Roku-enabled TVs will soon be able to direct viewers to similar content by detecting what they are currently watching.
By accessing the cable or satellite set-top box or antenna, Roku TVs will recognize what is being watched and then use this to recommend viewing other films or series on streaming sites such as Netflix or Hulu.
While it may seem slightly Orwellian, Roku has ensured that customer privacy will be protected by requiring users to opt-in to the feature and not have it function automatically without their consent. Known as “More Ways to Watch,” it can be turned off at any time; however, Roku has said that information collected will not be deleted.

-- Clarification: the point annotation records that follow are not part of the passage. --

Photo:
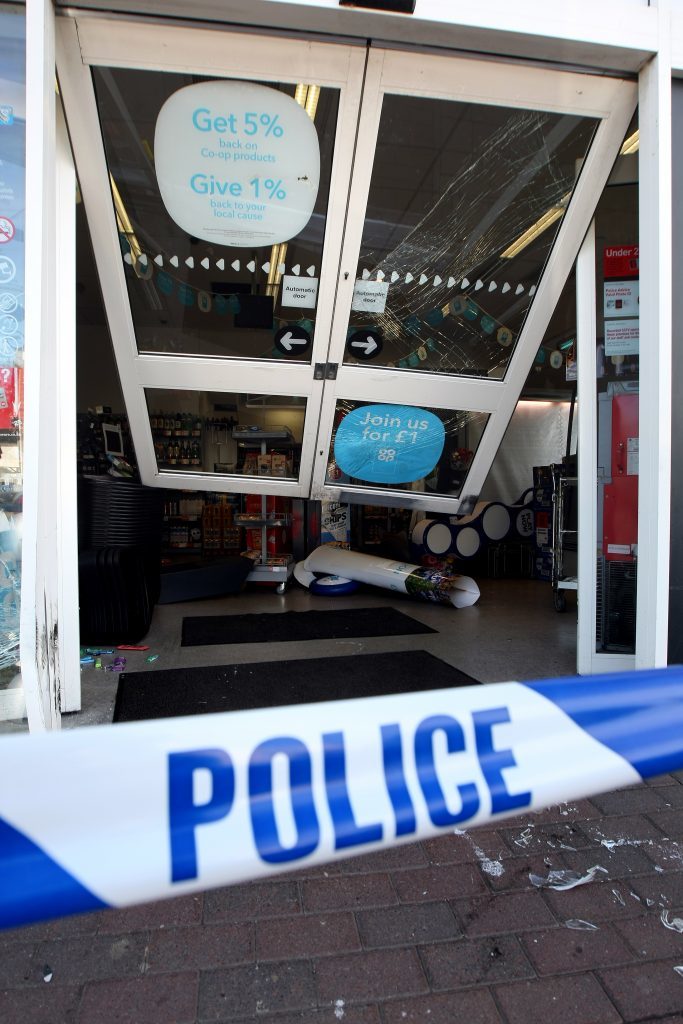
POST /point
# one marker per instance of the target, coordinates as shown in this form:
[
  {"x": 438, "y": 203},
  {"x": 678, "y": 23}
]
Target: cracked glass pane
[{"x": 464, "y": 206}]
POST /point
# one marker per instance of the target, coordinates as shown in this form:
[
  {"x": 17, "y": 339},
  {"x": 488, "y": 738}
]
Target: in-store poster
[
  {"x": 621, "y": 300},
  {"x": 237, "y": 164},
  {"x": 389, "y": 443}
]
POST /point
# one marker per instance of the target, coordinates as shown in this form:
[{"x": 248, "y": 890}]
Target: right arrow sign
[{"x": 365, "y": 344}]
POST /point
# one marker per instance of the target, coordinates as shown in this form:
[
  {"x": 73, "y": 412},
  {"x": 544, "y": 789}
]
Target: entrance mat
[
  {"x": 276, "y": 627},
  {"x": 169, "y": 692}
]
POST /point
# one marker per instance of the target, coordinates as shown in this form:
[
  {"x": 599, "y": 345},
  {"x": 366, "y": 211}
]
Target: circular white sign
[{"x": 237, "y": 164}]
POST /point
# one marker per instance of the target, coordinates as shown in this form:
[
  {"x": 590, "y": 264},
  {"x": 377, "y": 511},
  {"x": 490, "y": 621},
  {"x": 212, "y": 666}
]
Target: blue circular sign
[{"x": 389, "y": 443}]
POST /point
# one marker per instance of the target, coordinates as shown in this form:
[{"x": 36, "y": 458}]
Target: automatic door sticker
[
  {"x": 237, "y": 164},
  {"x": 7, "y": 229},
  {"x": 389, "y": 443}
]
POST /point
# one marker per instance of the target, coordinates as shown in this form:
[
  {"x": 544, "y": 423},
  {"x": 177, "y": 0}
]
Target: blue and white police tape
[{"x": 114, "y": 815}]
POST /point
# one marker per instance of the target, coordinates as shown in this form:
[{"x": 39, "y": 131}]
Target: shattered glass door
[
  {"x": 456, "y": 252},
  {"x": 456, "y": 237}
]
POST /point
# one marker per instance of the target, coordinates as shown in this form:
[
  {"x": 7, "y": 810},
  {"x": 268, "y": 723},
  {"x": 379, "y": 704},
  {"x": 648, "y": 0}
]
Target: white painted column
[
  {"x": 655, "y": 351},
  {"x": 39, "y": 620}
]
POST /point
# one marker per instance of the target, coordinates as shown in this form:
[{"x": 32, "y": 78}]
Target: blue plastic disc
[{"x": 334, "y": 585}]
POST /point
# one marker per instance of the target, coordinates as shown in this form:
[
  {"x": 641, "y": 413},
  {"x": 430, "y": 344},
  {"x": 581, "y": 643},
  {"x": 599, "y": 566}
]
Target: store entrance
[{"x": 327, "y": 269}]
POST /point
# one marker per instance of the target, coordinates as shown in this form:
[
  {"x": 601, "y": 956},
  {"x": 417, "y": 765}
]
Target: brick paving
[{"x": 445, "y": 931}]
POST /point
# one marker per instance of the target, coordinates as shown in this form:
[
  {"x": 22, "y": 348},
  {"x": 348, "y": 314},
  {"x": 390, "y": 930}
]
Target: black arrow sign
[{"x": 365, "y": 344}]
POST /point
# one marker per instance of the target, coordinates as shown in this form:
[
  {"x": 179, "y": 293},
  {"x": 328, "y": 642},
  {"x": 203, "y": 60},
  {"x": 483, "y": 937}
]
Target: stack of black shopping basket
[{"x": 119, "y": 558}]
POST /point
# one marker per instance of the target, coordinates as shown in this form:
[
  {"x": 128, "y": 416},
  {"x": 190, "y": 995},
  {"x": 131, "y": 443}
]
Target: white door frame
[
  {"x": 86, "y": 41},
  {"x": 43, "y": 513}
]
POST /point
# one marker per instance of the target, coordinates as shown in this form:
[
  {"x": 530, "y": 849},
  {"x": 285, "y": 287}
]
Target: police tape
[{"x": 115, "y": 815}]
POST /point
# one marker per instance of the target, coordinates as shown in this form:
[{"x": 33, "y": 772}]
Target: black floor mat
[
  {"x": 276, "y": 627},
  {"x": 169, "y": 692}
]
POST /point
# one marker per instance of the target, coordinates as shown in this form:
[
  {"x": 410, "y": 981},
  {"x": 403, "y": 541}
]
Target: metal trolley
[{"x": 564, "y": 536}]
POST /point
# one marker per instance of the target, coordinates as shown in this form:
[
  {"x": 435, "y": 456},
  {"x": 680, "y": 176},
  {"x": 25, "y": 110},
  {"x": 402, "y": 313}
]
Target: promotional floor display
[
  {"x": 419, "y": 581},
  {"x": 491, "y": 522},
  {"x": 150, "y": 810}
]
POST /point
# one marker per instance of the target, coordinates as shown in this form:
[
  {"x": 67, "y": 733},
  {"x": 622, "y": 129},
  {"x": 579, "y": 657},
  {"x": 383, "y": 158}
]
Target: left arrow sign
[{"x": 291, "y": 339}]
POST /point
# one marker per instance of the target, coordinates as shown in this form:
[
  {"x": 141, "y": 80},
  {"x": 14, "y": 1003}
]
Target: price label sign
[
  {"x": 237, "y": 164},
  {"x": 389, "y": 443}
]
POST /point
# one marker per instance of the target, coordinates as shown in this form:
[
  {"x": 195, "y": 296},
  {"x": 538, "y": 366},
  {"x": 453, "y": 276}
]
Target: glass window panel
[
  {"x": 218, "y": 432},
  {"x": 464, "y": 205},
  {"x": 428, "y": 451},
  {"x": 223, "y": 303}
]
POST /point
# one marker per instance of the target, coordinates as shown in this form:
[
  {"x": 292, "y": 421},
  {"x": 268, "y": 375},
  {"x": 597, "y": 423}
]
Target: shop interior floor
[{"x": 513, "y": 632}]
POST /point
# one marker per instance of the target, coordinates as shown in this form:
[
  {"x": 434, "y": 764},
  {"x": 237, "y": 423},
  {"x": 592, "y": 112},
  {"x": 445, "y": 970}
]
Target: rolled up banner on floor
[
  {"x": 419, "y": 581},
  {"x": 114, "y": 815}
]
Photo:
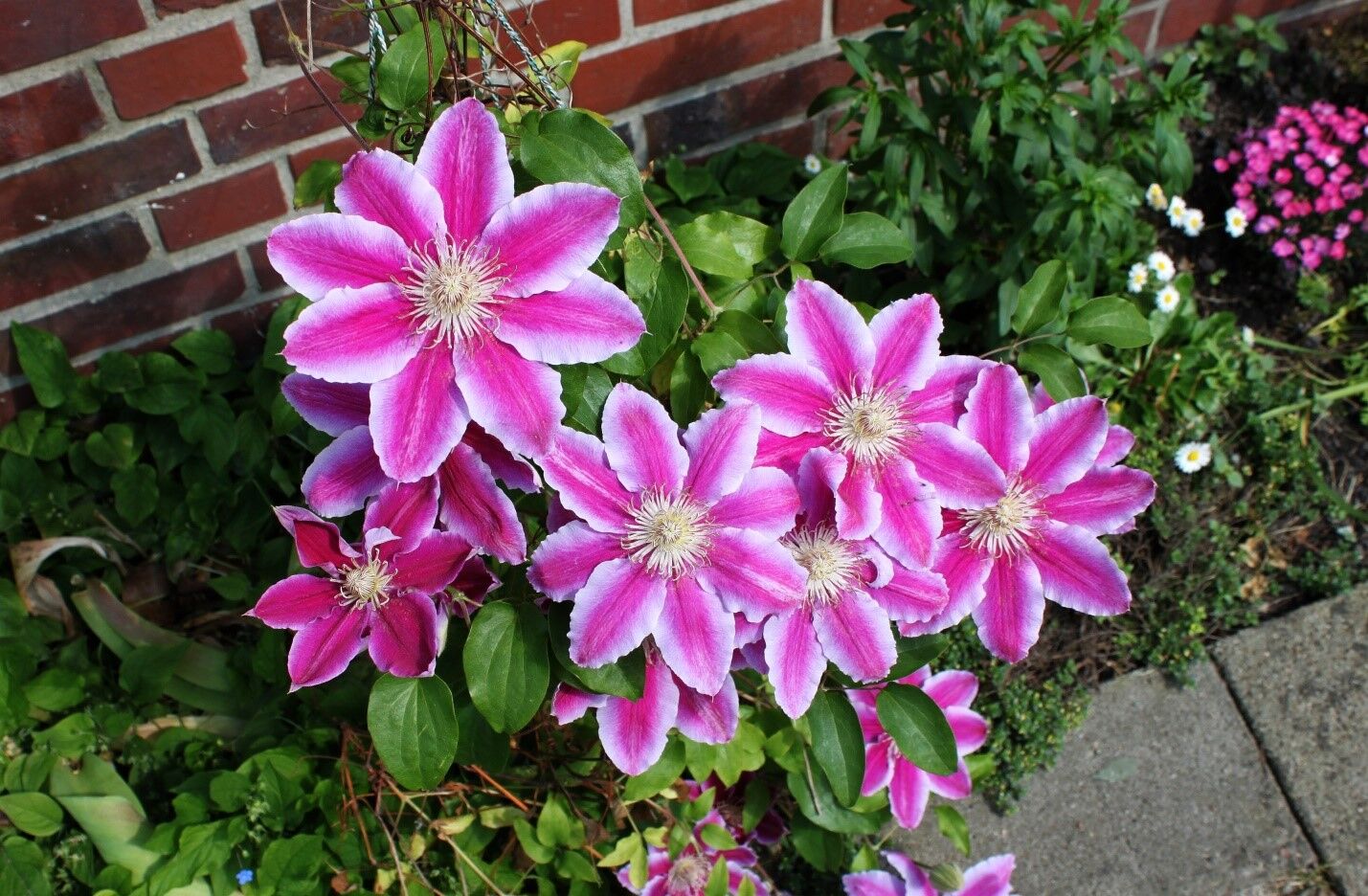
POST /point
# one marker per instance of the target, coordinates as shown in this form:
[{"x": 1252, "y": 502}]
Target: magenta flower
[
  {"x": 909, "y": 787},
  {"x": 635, "y": 732},
  {"x": 852, "y": 592},
  {"x": 449, "y": 296},
  {"x": 348, "y": 472},
  {"x": 376, "y": 594},
  {"x": 880, "y": 397},
  {"x": 991, "y": 877},
  {"x": 672, "y": 538}
]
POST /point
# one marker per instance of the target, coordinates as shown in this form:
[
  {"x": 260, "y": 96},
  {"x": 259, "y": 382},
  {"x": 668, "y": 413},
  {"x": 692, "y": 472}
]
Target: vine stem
[{"x": 688, "y": 268}]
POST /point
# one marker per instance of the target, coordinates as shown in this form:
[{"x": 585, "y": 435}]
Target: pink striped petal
[
  {"x": 465, "y": 159},
  {"x": 1077, "y": 571},
  {"x": 752, "y": 574},
  {"x": 319, "y": 254},
  {"x": 322, "y": 650},
  {"x": 708, "y": 720},
  {"x": 584, "y": 323},
  {"x": 998, "y": 416},
  {"x": 344, "y": 475},
  {"x": 564, "y": 561},
  {"x": 1068, "y": 437},
  {"x": 765, "y": 504},
  {"x": 404, "y": 637},
  {"x": 721, "y": 450},
  {"x": 912, "y": 595},
  {"x": 297, "y": 601},
  {"x": 641, "y": 442},
  {"x": 911, "y": 516},
  {"x": 906, "y": 342},
  {"x": 960, "y": 471},
  {"x": 695, "y": 635},
  {"x": 795, "y": 660},
  {"x": 550, "y": 235},
  {"x": 908, "y": 794},
  {"x": 1104, "y": 500},
  {"x": 855, "y": 635},
  {"x": 576, "y": 468},
  {"x": 515, "y": 399},
  {"x": 407, "y": 509},
  {"x": 634, "y": 732},
  {"x": 879, "y": 765},
  {"x": 1013, "y": 609},
  {"x": 474, "y": 506},
  {"x": 417, "y": 416},
  {"x": 793, "y": 395},
  {"x": 943, "y": 397},
  {"x": 615, "y": 612},
  {"x": 353, "y": 335},
  {"x": 953, "y": 688},
  {"x": 386, "y": 189},
  {"x": 331, "y": 408},
  {"x": 825, "y": 331}
]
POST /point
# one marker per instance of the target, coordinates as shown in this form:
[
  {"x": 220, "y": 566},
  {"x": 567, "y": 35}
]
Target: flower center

The new feature will be rolling out across the devices in the next few weeks, with the update expected to be completed before June. Only those in the US will have access to this feature for now, with support coming to standard High Definition TVs first, meaning those with 4K models will have to wait until later this summer for the update to hit them. Older set-top boxes will not have access to the OS 7.6 update, as Roku have discontinued support for any devices sold before May 2011.
As long as this data is not being shared or used by anyone other than Roku, it is a completely legal set-up, as consent is inferred by users having to turn on the feature. The penalty for breaking these regulations is harsh – in February, Vizio paid $2.2 million to the FTC in a settlement, over claims that it allegedly installed software to collect viewing data from around 11 million customers without their permission.